Le chef du cartel venait de manger une assiette de spaghettis pour le déjeuner, il a enlevé ses chaussures et a décidé de passer son coup de fil tout en se reposant dans son lit. Il a dit à son interlocuteur : “Attendez que j’entende des mouvements étranges là-bas”. El Limón”, son garde du corps de ces derniers jours, regardait par la fenêtre au moment où les hommes du Bloc s’approchaient de la porte de l’avant de la maison.

Qui a tué Pablo Escobar ?

Dans un acte de désespoir et de reddition à “el Patrón”, Agudelo est sorti dans la rue en tirant avec son pistolet de 9 millimètres, dans une manœuvre destinée à distraire le commandant en uniforme et à donner à Escobar une chance de s’échapper par l’arrière de la maison. La manœuvre n’a pas fonctionné : “el Limón” est tombé en quelques secondes dans le jardin de devant, tandis qu’Escobar a sauté d’une fenêtre du deuxième étage sur le toit boueux de la maison voisine.

Mais deux hommes du quartier l’attendaient. Escobar a commencé à tirer jusqu’à ce qu’il ait épuisé 12 des 13 balles qu’il portait dans son Sig Sauer 9 millimètres, mais il n’a pas réussi à s’échapper. Les deux hommes du Bloc ont tiré avec une grande précision. Trois coups de feu ont traversé la tête d’Escobar. Deux autres balles se sont logées dans sa jambe droite, une autre dans sa cuisse gauche et une au-dessus de sa hanche.

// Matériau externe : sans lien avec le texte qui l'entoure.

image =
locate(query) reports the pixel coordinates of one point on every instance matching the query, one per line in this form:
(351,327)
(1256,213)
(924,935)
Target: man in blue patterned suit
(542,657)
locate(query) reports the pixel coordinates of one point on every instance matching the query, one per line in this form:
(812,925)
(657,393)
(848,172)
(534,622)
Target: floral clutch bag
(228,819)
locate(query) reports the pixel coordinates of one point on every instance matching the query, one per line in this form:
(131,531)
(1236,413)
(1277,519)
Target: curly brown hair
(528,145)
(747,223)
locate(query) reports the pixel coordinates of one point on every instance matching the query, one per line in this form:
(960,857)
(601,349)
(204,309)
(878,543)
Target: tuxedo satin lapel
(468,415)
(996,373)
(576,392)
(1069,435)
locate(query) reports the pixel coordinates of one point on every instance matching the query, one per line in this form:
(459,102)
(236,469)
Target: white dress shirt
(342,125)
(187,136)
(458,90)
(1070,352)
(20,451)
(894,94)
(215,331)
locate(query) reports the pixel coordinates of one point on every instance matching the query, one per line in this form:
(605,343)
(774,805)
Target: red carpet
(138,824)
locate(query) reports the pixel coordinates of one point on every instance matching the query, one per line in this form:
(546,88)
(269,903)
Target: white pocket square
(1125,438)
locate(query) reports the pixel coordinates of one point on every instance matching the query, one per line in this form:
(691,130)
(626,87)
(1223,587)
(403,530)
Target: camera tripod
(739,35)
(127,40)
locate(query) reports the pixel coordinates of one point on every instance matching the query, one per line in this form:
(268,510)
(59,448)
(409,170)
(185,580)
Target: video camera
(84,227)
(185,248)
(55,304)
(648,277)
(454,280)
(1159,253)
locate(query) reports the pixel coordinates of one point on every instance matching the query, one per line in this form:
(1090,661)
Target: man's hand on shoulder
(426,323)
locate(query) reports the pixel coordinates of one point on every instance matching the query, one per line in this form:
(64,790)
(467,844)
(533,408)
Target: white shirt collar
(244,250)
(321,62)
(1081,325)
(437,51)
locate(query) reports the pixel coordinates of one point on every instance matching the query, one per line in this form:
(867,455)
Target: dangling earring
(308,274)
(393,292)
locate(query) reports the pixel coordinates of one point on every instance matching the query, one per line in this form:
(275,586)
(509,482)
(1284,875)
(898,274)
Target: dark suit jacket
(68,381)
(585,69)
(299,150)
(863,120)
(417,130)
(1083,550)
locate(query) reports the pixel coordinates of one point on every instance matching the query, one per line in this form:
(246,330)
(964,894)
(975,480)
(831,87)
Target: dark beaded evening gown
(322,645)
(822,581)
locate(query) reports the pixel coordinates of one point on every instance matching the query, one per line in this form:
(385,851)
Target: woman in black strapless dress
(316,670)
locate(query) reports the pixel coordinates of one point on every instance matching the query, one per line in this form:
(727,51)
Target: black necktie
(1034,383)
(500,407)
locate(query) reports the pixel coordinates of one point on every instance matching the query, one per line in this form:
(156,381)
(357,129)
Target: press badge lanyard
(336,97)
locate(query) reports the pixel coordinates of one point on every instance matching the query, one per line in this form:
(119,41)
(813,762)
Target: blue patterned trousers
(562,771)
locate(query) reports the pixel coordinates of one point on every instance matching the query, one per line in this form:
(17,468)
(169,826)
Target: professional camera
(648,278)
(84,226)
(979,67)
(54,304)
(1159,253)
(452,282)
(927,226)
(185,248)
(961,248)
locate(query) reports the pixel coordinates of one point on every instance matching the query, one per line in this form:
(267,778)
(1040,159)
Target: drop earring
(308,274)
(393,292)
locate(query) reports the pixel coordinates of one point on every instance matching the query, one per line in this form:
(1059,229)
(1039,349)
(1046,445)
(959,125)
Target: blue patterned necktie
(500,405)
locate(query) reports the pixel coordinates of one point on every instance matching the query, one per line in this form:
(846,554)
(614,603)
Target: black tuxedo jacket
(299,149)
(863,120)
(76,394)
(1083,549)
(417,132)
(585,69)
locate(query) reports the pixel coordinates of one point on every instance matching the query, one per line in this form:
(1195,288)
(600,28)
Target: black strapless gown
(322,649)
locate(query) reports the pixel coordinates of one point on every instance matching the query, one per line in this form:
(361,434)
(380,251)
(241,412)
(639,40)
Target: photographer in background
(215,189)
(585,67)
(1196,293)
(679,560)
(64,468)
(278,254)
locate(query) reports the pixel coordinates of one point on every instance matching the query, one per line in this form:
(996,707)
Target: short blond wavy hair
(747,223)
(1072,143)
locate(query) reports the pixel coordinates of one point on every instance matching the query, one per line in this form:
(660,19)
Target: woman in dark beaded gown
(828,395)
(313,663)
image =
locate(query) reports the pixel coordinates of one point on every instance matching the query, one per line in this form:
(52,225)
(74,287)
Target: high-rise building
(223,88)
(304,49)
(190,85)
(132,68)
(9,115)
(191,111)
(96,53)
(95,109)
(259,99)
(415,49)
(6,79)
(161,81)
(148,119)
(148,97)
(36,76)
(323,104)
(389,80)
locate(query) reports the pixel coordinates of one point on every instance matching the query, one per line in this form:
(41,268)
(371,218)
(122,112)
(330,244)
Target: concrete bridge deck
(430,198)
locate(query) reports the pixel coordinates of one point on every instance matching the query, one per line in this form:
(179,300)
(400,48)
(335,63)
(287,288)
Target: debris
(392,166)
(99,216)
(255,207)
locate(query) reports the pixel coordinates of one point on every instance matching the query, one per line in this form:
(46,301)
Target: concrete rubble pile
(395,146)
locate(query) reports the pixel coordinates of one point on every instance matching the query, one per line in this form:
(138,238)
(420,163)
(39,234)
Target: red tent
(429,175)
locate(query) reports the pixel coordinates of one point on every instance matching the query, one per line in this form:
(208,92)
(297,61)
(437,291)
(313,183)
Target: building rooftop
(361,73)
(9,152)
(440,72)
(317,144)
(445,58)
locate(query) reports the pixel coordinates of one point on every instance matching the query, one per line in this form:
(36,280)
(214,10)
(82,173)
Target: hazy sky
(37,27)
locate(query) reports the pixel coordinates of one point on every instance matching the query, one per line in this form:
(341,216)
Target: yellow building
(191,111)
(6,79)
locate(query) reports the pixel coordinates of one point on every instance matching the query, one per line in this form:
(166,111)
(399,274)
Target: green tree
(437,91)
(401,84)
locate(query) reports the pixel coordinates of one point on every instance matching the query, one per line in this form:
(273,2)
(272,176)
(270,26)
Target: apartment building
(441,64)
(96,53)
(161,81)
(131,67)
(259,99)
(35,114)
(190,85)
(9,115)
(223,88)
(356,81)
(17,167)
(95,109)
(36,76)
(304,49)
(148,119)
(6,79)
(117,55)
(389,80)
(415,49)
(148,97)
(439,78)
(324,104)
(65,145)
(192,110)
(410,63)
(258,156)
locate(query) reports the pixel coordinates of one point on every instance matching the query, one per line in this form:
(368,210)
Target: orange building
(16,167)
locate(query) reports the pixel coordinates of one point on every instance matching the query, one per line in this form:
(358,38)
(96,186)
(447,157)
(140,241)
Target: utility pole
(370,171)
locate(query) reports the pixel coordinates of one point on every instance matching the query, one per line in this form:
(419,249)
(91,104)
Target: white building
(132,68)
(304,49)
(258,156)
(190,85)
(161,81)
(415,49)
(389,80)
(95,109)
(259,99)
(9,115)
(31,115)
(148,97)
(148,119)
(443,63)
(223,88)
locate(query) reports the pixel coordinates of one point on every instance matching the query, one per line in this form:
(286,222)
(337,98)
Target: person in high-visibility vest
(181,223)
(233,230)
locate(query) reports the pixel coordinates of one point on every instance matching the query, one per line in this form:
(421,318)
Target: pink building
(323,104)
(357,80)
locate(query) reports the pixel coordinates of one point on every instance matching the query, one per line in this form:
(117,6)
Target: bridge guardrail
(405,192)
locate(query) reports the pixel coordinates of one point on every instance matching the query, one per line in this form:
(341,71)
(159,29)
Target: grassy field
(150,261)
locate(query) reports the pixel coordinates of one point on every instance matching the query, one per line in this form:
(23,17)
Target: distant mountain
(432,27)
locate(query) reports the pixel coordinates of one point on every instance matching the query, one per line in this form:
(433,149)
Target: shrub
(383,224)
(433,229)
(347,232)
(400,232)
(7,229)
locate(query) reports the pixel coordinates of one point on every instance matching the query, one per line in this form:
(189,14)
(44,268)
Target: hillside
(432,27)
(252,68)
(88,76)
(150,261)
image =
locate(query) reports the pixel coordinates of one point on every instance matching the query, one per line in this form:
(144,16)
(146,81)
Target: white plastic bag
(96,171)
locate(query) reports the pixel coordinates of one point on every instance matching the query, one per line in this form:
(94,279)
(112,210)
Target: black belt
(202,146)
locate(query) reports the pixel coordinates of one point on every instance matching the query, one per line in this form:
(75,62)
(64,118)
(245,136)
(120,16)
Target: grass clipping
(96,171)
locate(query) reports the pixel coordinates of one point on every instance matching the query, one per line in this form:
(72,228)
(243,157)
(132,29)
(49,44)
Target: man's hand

Pablo Escobar Mort Botero Peinture
La mort de Pablo Escobar par l’artiste Fernando Botero

Aussi incroyable que cela puisse paraître, Pablo Escobar Gaviria avait été abattu par le Bloc de recherche au cours d’une opération qui n’a pas duré plus de 15 minutes, alors que le pays tentait de panser les blessures laissées par plus d’une décennie de terreur. On se souviendra de Pablo Escobar comme d’un homme capable de tuer un policier qui l’a arrêté dans la rue, le juge qui l’a envoyé en prison, le militaire qui a brûlé un laboratoire, le journaliste qui a dénoncé son pouvoir de corruption. Son pouvoir était basé sur la cocaïne et la mort. Beaucoup pensaient qu’avec Escobar, les cartels, le trafic de drogue et le crime organisé allaient mourir. Mais le jour où Escobar est mort, un nouvel ennemi a commencé à incuber. Carlos Castaño et Diego Murillo “Don Berna”, pour n’en citer que quelques-uns, qui étaient des membres actifs de “Los Pepes” et ont contribué à la mort d’Escobar, allaient bientôt imiter ses méthodes de terreur auprès des paramilitaires.